Ważnym wnioskiem z projektu jest to, że realizatorzy niebędący pracownikami służby zdrowia, mogą być skutecznym podmiotem prowadzącym procedurę wczesnej diagnozy i krótkiej interwencji i kierować do programów leczenia kobiety w ciąży lub kobiety zagrożone piciem w czasie ciąży w sposób niestygmatyzujący i empatyczny (Bruguera i in, w przygotowaniu).
Projekt FAR SEAS został sfinansowany z programu UE w dziedzinie zdrowia na lata 2014−2020 w ramach umowy o świadczenie usług 20187106 z Agencją Wykonawczą ds. Zdrowia i Cyfryzacji (HaDEA) działającą na zlecenie Komisji Europejskiej (DG SANTE).
Zastrzeżenie: Poglądy wyrażone w tym artykule niekoniecznie odzwierciedlają poglądy Komisji i/lub HaDEA lub jakiegokolwiek innego organu Unii Europejskiej.
Bibliografia
- Bruguera C., Segura-García L., Okulicz-Kozaryn K., Candin C., Matrai S., Braddick F., Zin-Sędek M., Słodownik-Przybyłek L., Scafato E., & Colom J., „Prevention of alcohol exposed pregnancies in Europe: The FAR SEAS Guidelines”, w przygotowaniu.
- Okulicz-Kozaryn K., Segura-García L., Bruguera C., Braddick F., Zin-Sędek M., Candin C., Słodownik-Przybyłek L., Scafato E., Ghirini S., Colom J., & Matrai S. (2023), „Reducing the risk of prenatal alcohol exposure and FASD through social services: Promising results from the FAR SEAS pilot project”, Frontiers in Psychiatry, 14(1243904). https://doi.org/10.3389/fpsyt.2023.1243904
- Rowicka M., Postek S., Zin-Sędek M. (2021), „Wzory konsumpcji alkoholu w Polsce.
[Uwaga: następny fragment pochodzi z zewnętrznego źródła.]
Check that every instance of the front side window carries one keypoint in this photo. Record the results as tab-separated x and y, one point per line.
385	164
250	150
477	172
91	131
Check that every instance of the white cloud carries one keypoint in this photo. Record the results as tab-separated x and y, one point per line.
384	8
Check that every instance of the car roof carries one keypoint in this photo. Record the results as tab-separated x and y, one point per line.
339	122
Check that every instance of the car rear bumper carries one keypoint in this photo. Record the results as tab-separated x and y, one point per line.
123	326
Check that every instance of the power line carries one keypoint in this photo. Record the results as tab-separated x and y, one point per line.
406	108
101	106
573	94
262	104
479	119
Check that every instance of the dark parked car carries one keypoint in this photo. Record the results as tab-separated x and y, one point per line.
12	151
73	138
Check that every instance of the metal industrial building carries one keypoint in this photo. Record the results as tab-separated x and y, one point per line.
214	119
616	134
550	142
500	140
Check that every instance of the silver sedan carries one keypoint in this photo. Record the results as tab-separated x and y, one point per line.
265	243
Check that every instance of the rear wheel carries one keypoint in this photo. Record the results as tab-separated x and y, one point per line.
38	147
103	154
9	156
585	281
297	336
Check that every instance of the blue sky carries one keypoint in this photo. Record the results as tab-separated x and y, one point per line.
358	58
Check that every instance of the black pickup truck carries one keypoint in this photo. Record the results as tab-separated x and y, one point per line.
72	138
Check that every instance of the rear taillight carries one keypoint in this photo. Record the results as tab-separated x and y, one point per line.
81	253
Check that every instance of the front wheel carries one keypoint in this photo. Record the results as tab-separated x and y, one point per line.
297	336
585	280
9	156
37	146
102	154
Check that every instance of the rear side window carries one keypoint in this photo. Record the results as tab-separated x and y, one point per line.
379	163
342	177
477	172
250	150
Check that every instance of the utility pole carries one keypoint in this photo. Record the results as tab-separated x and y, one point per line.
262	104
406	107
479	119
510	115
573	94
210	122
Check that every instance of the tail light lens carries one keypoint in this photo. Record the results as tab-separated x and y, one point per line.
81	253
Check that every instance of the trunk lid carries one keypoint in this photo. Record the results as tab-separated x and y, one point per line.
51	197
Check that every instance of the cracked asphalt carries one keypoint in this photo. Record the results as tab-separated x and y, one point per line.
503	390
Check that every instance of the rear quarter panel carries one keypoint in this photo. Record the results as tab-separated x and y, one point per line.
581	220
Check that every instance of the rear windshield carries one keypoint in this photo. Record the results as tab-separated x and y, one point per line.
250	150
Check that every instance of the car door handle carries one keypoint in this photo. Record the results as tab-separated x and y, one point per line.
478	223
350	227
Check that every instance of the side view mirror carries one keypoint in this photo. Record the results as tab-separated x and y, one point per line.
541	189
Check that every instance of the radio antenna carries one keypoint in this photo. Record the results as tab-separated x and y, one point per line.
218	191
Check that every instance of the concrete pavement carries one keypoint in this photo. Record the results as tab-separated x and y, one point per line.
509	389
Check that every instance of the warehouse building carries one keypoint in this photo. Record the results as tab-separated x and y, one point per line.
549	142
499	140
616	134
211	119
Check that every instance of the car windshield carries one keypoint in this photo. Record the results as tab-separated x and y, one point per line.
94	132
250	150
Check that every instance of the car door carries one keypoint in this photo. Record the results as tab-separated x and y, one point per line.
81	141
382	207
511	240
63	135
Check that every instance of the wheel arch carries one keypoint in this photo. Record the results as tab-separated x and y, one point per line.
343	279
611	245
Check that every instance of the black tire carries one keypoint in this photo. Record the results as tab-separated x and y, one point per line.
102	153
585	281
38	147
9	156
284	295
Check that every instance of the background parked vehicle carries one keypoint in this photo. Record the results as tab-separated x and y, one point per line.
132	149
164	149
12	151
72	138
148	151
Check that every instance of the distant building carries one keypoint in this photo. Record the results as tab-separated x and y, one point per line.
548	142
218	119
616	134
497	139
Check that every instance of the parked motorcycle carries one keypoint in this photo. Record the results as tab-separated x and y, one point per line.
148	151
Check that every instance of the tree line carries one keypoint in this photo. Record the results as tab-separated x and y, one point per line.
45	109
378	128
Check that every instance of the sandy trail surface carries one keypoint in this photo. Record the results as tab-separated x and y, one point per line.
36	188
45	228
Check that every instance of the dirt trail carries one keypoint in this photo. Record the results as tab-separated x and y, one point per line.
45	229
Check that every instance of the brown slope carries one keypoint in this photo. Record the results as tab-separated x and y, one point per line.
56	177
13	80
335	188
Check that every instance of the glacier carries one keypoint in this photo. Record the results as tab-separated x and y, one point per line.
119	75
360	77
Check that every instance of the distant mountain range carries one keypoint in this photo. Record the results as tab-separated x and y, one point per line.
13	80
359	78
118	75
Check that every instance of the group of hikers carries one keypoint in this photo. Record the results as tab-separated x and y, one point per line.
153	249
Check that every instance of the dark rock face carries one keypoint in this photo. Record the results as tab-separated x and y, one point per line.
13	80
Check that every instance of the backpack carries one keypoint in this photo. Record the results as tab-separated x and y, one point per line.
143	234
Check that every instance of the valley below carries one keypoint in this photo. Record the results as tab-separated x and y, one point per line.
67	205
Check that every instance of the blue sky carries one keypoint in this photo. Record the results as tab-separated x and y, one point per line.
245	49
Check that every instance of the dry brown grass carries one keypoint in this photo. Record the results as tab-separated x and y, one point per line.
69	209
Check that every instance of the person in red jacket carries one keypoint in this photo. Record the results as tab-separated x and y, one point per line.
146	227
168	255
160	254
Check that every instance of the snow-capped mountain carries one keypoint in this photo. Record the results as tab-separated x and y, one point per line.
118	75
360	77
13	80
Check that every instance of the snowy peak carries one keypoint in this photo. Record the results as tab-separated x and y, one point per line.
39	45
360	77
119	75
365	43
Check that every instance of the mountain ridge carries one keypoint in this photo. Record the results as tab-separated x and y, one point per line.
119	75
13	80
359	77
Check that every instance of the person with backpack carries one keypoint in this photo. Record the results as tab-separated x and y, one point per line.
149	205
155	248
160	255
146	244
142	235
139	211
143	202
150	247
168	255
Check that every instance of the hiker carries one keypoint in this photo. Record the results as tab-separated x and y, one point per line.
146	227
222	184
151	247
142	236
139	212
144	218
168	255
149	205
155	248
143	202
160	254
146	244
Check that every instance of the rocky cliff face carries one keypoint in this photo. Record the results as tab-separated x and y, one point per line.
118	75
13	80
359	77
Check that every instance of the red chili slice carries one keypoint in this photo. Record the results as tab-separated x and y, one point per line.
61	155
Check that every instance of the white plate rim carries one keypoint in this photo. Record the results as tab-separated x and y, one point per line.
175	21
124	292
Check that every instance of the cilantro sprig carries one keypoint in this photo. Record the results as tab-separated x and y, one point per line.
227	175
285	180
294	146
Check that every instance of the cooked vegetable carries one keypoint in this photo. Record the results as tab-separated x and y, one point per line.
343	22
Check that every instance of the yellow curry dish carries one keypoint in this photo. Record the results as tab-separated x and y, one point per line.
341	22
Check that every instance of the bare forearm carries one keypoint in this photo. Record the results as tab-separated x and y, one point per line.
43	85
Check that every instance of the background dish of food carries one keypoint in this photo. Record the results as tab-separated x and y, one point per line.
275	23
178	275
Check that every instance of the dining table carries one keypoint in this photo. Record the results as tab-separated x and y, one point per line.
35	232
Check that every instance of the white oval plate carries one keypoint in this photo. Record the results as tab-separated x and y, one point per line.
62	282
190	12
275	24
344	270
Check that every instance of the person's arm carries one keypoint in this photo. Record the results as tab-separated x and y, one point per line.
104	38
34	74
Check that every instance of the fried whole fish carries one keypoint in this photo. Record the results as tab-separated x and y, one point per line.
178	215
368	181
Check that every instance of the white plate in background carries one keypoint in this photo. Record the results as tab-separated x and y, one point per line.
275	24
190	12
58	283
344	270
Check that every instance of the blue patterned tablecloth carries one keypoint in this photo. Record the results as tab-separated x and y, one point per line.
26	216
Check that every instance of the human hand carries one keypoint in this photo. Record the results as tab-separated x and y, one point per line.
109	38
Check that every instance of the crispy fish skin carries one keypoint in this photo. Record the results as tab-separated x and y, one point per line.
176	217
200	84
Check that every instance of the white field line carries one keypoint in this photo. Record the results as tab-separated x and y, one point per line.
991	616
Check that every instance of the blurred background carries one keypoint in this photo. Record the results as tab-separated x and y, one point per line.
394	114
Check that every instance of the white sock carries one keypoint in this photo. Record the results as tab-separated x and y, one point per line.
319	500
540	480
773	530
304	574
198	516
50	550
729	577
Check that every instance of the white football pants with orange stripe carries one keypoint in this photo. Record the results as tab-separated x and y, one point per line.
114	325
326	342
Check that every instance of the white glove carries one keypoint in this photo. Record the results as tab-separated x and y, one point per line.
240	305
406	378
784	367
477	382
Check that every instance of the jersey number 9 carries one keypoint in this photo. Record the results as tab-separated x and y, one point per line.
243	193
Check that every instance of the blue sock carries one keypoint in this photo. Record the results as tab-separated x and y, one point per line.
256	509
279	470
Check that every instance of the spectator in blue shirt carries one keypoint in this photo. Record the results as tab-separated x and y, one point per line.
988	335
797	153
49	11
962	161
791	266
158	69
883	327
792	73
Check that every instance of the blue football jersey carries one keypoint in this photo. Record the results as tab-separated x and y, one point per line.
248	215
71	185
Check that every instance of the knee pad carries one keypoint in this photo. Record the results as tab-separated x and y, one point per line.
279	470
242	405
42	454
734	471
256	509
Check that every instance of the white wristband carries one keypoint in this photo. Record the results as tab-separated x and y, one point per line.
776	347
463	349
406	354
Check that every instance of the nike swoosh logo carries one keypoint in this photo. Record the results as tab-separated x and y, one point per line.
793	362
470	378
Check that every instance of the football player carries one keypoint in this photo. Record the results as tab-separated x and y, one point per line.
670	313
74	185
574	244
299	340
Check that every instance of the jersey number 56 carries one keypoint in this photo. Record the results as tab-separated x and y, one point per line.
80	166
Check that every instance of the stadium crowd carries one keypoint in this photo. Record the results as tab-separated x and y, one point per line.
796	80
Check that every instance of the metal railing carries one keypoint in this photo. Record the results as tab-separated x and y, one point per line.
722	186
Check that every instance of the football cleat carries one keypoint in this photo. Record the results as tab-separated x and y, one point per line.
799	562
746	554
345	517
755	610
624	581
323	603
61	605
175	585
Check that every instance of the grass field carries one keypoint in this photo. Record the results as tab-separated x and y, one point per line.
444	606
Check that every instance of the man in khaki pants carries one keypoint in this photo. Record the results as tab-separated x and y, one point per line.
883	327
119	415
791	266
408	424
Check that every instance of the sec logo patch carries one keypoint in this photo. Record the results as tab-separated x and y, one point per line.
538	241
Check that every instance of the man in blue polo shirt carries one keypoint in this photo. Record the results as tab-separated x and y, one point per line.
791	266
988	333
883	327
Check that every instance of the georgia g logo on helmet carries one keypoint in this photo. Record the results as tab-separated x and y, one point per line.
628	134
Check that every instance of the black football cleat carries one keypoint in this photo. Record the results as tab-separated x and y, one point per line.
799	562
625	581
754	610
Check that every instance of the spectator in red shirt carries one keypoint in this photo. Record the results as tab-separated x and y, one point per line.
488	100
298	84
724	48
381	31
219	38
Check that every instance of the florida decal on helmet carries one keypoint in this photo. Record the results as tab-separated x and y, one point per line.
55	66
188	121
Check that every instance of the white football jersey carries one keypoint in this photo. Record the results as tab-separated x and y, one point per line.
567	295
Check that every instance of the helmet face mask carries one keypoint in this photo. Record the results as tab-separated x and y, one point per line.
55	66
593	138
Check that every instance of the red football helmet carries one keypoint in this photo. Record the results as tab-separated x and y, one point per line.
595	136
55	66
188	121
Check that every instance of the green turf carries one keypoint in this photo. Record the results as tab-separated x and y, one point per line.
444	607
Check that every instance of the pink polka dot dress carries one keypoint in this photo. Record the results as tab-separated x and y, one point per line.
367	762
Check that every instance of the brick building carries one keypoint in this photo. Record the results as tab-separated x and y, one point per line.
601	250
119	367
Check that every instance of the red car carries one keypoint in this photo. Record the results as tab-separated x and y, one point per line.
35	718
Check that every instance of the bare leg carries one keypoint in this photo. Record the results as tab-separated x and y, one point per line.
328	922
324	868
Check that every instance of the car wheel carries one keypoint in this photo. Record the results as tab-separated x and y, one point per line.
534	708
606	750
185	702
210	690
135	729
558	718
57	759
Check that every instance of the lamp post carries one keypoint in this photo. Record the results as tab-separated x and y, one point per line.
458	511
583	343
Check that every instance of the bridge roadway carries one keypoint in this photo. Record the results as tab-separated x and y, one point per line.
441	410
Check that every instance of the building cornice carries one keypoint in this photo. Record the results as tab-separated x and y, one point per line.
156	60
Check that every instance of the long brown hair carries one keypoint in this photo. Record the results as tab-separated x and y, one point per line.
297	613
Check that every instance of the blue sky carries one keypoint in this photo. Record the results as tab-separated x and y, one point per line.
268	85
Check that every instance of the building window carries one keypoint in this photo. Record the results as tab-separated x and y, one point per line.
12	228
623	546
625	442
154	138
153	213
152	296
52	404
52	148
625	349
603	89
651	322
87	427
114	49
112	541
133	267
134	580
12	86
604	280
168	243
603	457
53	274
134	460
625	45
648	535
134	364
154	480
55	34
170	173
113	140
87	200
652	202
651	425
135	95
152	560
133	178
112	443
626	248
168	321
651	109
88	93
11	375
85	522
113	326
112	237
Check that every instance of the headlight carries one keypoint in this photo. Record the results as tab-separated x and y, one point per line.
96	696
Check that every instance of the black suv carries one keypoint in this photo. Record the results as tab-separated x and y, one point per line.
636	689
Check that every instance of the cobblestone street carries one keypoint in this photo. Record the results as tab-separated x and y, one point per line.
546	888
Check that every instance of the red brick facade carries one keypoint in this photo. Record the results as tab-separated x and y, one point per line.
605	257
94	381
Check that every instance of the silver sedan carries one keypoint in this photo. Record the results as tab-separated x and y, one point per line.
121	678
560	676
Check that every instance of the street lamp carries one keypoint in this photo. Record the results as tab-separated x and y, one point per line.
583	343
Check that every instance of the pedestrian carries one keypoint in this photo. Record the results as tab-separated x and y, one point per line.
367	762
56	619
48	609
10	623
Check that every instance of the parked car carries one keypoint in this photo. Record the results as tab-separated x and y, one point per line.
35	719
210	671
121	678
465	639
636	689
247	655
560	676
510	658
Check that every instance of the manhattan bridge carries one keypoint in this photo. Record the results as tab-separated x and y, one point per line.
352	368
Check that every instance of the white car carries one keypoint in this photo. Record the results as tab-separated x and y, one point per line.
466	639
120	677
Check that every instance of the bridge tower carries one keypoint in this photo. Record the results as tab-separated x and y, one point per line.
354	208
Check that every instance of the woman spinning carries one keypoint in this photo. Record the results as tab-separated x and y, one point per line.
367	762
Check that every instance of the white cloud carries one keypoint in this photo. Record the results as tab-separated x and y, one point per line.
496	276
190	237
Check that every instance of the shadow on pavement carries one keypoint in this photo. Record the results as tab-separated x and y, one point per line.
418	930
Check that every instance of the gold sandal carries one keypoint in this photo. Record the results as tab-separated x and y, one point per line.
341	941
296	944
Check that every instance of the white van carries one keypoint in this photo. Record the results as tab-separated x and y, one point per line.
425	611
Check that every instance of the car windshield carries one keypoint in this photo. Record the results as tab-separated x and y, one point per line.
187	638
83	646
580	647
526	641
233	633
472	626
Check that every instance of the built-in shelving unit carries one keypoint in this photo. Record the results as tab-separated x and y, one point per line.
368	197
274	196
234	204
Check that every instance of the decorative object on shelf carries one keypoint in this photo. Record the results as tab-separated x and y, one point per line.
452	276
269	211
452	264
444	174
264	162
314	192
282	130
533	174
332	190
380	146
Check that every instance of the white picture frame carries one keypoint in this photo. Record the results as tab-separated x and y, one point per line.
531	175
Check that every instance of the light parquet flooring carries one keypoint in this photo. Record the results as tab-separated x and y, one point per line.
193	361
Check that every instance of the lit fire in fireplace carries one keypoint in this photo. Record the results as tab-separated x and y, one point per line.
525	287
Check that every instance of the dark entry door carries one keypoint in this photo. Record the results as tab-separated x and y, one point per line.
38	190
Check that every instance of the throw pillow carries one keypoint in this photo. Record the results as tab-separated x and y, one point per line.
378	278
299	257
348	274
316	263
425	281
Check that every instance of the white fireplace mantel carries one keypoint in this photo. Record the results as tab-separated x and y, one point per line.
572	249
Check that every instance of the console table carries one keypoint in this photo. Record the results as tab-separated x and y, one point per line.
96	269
Raport z badań kwestionariuszowych 2020 r.”, PARPA.
Przypisy
- ↑ Projekt FAR SEAS był realizowany w ramach przetargu na usługi przyznanego przez Komisję Europejską konsorcjum instytucji kierowanego przez Fundację Badań Biomedycznych CLÍNIC (FCRB, Barcelona);
- ↑ Oprócz zadań merytorycznych w projekcie prowadzone były też działania koordynacyjne oraz komunikacyjne.